Исак трясёт головой.
— Почему ужастики? — спрашивает его в какой-то момент Эвен. Эдвард лежит у него на коленях, а он рассеянно гладит его, пробегая длинными пальцами по золотистой шерсти.
— Почему бы и нет? — пожимает плечами Исак.
— Не знаю? Потому что они страшные? — размышляет Эвен. — Ты поэтому их любишь? Любишь скримеры? (прим.переводчика: различные типичные резкие моменты в хоррорах, вставляемые только ради испуга зрителя)
Исак внимательно смотрит на него. Он задумывается, потому что раньше не размышлял над этим. Он даже не может вспомнить, когда начал любить хорроры. Просто знает, что они ему нравятся. Он наслаждается погружением в неправдоподобные сценарии и болеет за группу глупцов, пытающихся выжить.
— Если ты уделишь этому достаточно внимания, ты всегда сможешь предсказать, когда появится скример, — отвечает Исак.
— Значит, ты предугадываешь? Их появление? — дразняще говорит Эвен. Он улыбается. — Тебе нравится, когда все в кинотеатре пугаются, а ты нет?
Исак закатывает глаза и делает глубокий вдох.
— Мне нравится понимать, что есть что-то, что должно меня напугать, но я не допускаю этого, потому что включаю мозг.
Эвен мычит, обдумывая слова Исака. Он ещё раз делает глоток из своей бутылки фанты, которая, вероятно, стала тёплой, а Исак свою уже давно выпил.
— Тебе нравится не позволять страху окутывать тебя, — заключает он, по большей мере для себя, так, словно Исак сказал самую глубокую истину в мире.
Я не позволяю страху окутывать меня.
Исак смотрит в пол. Он не может посмотреть Эвену в глаза и задумывается, заметил ли он это. Он спрашивает себя, если Эвен заметил его страх, если такой есть, списывает ли он его появление на то, что они впервые в его спальне, или догадывается, что Исак думает о чём-то ещё.
— Что случилось? — так мягко и осторожно спрашивает Эвен, словно он напуган.
Ты действительно наблюдаешь за мной. Не так ли.
— Эм, что ты имеешь в виду? — нехарактерно для себя заикается Исак. Обычно он уверен и остроумен рядом с Эвеном.
— Ты как будто не ты.
Эти слова немного ранят. Исак хочет сказать и кем же я должен быть? Или что ты вообще знаешь обо мне? Но не может. Не станет. Он думает, что ему сказать.

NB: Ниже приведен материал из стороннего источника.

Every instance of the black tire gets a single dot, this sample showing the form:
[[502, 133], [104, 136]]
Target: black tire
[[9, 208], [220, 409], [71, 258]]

— Ты даже не близок к тому, чтобы быть саркастичным и жестоким, — шутит Эвен, но это получается слабо, нервно, словно он всё знает.
Исак снова отворачивается, на этот раз наклоняясь вперёд, чтобы погладить Эдварда.
— Исак?
— Я слышал кое-что, — говорит Исак, звуча отстранённо. Он продолжает гладить Эдварда.
— Ты слышал кое-что, — повторяет Эвен, словно пробуя слова на вкус.
Между ними возникла неловкая тишина. Исак не уверен, что сказать дальше. Он не хочет обижать его, если это неправда. Он не хочет, чтобы Эвен думал, что он верит в такие слухи о нём. Но в то же время он не уверен, что сможет справиться с этим, если это правда. Он не уверен, что сможет оставаться отстранённым и притворяться, что это не повлияло на него. Это в конце концов Эвен.
Исак чувствует под пальцами кости Эдварда. Он мягкий, старый и выглядит так, словно прошёл с Эвеном сквозь огонь и воду. Он продолжает гладить его, и это почти сводит с ума. Он так нервничает, а его сердце болит.
Внезапно Эвен произносит это, и пальцы Исака перестают двигаться сами по себе:
— Ты знаешь о Бакке. — Это самое печальное, что он когда-либо слышал. Это абсурдно, но Исак не может сказать, что причиняет ему боль больше: голос Эвена или его слова.
Исак кивает, всё ещё не смотря на него. Его пальцы возобновляют движения, а Эвен, сидящий перед ним, молчит в напряжении.
Тишина мучительна. Удушает.
— Ты больше не доверяешь мне, — говорит Эвен, и это разбивает сердце. У Исака не укладывается это в голове. Они едва ли целовались.